In the past, when I’ve looked for career advice and mentors, I’ve sought out wisdom from leaders in my field and other white-collar professions.
But I recently starting going to a new mechanic in my neighborhood who knows as much about business as he does about cars (which is saying a lot). Not only does he keep my red 1999 Subaru Forester running like a top, the lessons I’ve learned from him have helped me keep my burgeoning business running smoothly too. Here are four of my favorites:
Lesson 1: Be a business owner, not an employee. While sucking on his Camel and plugging a hole in the rear tire of my car, Frank once casually mentioned that he owns a house in an affluent New York City suburb where he lives with his wife and four kids in their 20s – plus a weekend home in the Hamptons, a haven for the rich and famous.
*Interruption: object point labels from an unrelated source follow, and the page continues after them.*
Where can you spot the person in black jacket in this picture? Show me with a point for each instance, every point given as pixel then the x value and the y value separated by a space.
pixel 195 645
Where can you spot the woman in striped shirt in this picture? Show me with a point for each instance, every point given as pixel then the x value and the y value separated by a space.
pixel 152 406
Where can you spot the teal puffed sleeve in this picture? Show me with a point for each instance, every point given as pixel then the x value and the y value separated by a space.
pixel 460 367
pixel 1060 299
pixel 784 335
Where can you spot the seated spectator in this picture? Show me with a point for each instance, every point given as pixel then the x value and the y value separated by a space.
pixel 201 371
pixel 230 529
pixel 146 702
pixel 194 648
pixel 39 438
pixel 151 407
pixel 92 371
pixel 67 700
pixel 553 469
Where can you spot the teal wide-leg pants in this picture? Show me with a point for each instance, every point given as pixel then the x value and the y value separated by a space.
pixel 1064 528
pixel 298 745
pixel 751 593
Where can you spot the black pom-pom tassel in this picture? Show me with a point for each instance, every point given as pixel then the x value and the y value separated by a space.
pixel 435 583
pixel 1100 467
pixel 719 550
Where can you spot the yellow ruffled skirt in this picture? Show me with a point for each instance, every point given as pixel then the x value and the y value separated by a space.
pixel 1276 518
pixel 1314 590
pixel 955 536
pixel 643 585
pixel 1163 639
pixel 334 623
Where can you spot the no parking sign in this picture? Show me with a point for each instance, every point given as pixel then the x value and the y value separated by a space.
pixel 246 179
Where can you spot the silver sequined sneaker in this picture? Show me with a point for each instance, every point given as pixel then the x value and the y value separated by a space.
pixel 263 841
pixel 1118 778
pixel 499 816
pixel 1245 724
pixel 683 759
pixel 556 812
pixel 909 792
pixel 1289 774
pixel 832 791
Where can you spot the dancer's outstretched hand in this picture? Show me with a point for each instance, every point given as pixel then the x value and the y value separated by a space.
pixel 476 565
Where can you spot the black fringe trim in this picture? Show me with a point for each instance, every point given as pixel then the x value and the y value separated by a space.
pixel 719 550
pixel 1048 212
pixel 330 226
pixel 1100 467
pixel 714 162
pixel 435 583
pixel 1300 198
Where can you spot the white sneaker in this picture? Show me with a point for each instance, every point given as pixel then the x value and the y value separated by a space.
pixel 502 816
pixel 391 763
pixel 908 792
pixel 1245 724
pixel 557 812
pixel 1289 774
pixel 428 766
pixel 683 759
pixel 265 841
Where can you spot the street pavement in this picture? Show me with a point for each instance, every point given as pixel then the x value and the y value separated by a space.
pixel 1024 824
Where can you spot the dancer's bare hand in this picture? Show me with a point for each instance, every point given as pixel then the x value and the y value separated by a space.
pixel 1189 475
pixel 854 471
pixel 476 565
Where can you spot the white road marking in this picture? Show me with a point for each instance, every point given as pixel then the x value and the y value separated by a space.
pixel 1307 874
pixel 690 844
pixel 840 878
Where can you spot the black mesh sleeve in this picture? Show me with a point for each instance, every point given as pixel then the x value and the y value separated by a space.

How’d he do it? He said that he’d started working at the six-lift garage when he was a 17-year-old kid in the neighborhood--and then bought the operation from its owner.
The Takeaway: Owning a business means you own assets and wealth. Working for a business means you own a paycheck. The earlier you start your business, the more time you have to build your assets. (True, I’d already started my freelance writing business when I started going to him. But his basic business success, built on earning passive income and building equity in an enterprise, has influenced me as I build out new products that deviate from my old service business model of merely writing for money.)